UTL Syntax
Universal Text Language Syntax
The Universal Text Language (UTL) is a computer language for expressing Universal Text.
The following different syntaxes are defined:
- Simple UTL Syntax
- Prose UTL Syntax
- Symbolic UTL Syntax
- Script UTL Syntax
The UTL Raw format is separately specified because it is a reduced language that does not ground on the Universal Text layer but on the basic text layer.
Last update on Sun Jun 5, 2011.
UTL Files
UTL files are a group of lines that are parsed together and share context. A file corresponds to a conventional operating system file, but it is not restricted to it. UTL is by encoded in UTF8.
A UTL file is identified by its first line:
[UTL/<version-major>.<version-minor> <format>
UTL must be in capital letters. The version numbers must be in decimal base. No whitespace before the major version number, white space between the minor version number and the format, leading and trailing whitespace for the whole line is optional.
For example:
[UTL/2.0 Prose
The version numbers correspond to the version of the text engine, they are not specific to the UTL format.
The format name is case-sensitive and refers to a text unit defined in the text repository with type UTL-Syntax.
Configuration parameters can be set for the format. Which parameters are accepted is defined by each format as its children with type Format Parameter. The parameters can be passed at the first UTL file line after the format name , for example:
[UTL/2.0 Prose Separator="," Encoding="UTF8"
or changed inside the file for the next lines with:
[%format Separator="," Encoding="UTF8"]
The last line of a UTL file must consist of just a closing square bracket (optionally with leading or trailing white space). Example of a UTL file:
[UTL/2.0 Symbol
[...]
]
Files can be embedded in other files:
[UTL/2.0 Prose
[...]
[UTL/2.0 Symbol
[...]
]
[...]
]
Each new file opens a new instance of the parser and the current unit is reset.

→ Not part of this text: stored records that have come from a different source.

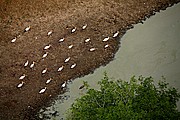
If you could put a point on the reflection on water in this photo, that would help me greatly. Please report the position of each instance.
(151, 49)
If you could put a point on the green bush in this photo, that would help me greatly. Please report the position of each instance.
(134, 100)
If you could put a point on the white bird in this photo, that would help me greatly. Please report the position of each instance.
(106, 46)
(49, 33)
(20, 84)
(49, 80)
(63, 85)
(61, 40)
(92, 49)
(42, 90)
(73, 30)
(67, 59)
(22, 76)
(106, 39)
(26, 63)
(44, 71)
(32, 65)
(73, 65)
(70, 46)
(27, 29)
(87, 40)
(84, 27)
(13, 40)
(116, 34)
(45, 55)
(60, 68)
(47, 47)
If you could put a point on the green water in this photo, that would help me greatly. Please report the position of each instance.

The parser closes the current instance when it comes to a standalone ]. It returns to the previous parser instance, if the file was embedded in another file, or ignores all the following lines, when closing the outmost file, until possibly a new file begins. Lines before a beginning of a file are also ignored. Example:
these lines ignored
[UTL/2.0 Prose
[... this is parsed ...]
]
these lines also ignored
by the parser
[UTL/2.0 Prose
[... this is parsed ...]
]
these lines ignored, too
Special Characters
UTL files can contain any UTF8 characters. The only ones with a special meaning are three: [, ] and \.
The square brackets are used to instruct the UTL parser what syntax a segment has. It is used for marking begin and end of files and for marking begin and end of string segments that must be parsed with an alternate parser.
The back slash is used as an escape character. The parser interprets then the next character as a literal one without any syntactic function. For example an escaped square bracket does not mark the limit of a file:
[UTL/2.0 Prose
[... lines to be parsed ...]
\]
[... lines to be parsed ...]
]
The Prose UTL parser sees this:
[... lines to be parsed ...]
]
[... lines to be parsed ...]
One can also escape a white space to get the parser treat many words as a single token:
[my\ new\ parser some content]
Escaping this the parser my new parser is called to parse ”some content“, without escape one would call the parser my to parse ”new parser some content“.
The character ”\“ is only interpreted as an escape character if it changes the syntax, otherwise it is ignored.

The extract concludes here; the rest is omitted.